My maternal grandparents, Jean and Lou Kaplan, did not keep kosher. That was their ancestors’ way, the path of slavish adherence to the stringencies of Jewish law. But old habits die hard, and they never ate the foods they had not consumed as children. They would sooner have taken off all their clothes and danced naked in front of their neighbors in Flushing, Queens, than down ham, clams, or even a cheeseburger.
So when we went out to eat with my grandparents, we invariably gravitated to a Jewish deli. It was the deli, of all places, where they seemed most at home, where my grandmother could wrap her mouth around a tongue sandwich, and my grandfather slurp up his mushroom barley soup, before proceeding, with renewed gusto, to sweet-and-sour stuffed cabbage. My younger sister and I, far more Americanized, preferred open-faced roast beef sandwiches, blanketed with bland brown gravy.
In interwar New York delis, comedian Harpo Marx exulted, he found “my people, speaking my language, with my accent.” The deli was a place for New York Jews to articulate a newfound but potent sense of secular, rather than religious, Jewish identity. What their immigrant parents had experienced in the musty precincts of the synagogue they found by fressing salty, spicy, smoky flesh on crusty rye bread.
No matter that their half-starved, persecuted ancestors had almost never eaten pastrami and corned beef—these lower-middle-class children of immigrants “learned to think of them as traditional,” as historian Hasia Diner puts it, retroactively endowing the deli sandwich with a Jewish pedigree.

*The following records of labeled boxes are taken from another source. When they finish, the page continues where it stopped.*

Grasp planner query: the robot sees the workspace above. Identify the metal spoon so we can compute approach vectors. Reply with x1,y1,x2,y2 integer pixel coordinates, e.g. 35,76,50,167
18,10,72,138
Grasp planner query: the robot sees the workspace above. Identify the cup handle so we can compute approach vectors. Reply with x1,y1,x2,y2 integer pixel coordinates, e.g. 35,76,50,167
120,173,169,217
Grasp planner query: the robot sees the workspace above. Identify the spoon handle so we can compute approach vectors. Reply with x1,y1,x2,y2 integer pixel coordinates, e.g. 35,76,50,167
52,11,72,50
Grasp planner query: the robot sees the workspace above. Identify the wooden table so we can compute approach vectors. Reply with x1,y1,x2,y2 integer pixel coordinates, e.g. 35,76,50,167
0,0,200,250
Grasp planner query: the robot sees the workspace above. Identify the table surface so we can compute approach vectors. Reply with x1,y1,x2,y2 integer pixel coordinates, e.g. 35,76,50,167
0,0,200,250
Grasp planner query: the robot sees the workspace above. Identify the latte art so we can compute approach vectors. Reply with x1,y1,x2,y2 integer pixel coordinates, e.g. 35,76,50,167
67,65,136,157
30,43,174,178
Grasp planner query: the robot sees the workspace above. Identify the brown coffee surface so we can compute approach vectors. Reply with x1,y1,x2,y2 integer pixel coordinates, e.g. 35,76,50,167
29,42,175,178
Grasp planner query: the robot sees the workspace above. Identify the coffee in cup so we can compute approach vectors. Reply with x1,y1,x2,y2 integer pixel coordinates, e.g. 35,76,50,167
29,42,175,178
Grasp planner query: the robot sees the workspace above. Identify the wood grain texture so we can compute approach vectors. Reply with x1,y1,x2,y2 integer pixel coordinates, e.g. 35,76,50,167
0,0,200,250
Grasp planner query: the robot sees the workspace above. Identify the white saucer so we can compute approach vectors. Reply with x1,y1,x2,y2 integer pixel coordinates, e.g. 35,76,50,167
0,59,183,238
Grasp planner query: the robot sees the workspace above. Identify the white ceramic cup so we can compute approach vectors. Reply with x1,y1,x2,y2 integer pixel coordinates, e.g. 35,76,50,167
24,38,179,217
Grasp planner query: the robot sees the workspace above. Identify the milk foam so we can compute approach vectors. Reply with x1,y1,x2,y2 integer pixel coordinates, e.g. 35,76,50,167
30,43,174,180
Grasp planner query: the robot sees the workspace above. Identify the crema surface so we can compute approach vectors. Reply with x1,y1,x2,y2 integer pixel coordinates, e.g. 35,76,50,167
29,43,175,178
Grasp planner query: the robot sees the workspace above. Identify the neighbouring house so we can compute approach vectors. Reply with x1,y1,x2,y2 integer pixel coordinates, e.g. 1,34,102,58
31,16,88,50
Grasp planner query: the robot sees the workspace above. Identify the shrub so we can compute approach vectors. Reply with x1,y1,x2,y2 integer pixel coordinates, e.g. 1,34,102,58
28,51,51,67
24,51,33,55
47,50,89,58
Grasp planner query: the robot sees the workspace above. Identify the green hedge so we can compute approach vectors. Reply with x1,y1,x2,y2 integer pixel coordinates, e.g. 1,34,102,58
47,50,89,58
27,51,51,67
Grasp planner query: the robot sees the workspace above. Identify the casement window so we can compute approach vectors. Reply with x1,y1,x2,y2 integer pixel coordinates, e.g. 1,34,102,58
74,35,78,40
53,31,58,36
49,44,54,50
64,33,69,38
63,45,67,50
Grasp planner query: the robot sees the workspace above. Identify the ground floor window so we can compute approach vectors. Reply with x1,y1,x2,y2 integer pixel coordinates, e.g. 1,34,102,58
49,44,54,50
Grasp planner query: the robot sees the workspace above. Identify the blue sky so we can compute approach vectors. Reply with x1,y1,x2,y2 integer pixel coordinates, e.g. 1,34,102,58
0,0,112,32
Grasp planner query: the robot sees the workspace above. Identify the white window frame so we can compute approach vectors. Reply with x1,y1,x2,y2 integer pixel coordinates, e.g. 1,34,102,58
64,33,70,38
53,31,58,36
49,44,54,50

In her seminal study, The Invention of the Restaurant, historian Rebecca Spang finds that restaurants were founded in pre-Revolutionary Paris for the aristocracy to repair their delicate constitutions by sipping bouillon; the broth itself was known as a restaurant (restorative). Elaborate eateries were places of respite; in the words of Dr. Louis Véron, a patent medicine entrepreneur and opera manager quoted by Spang, they promised “silence and solitude in the middle of a crowd.”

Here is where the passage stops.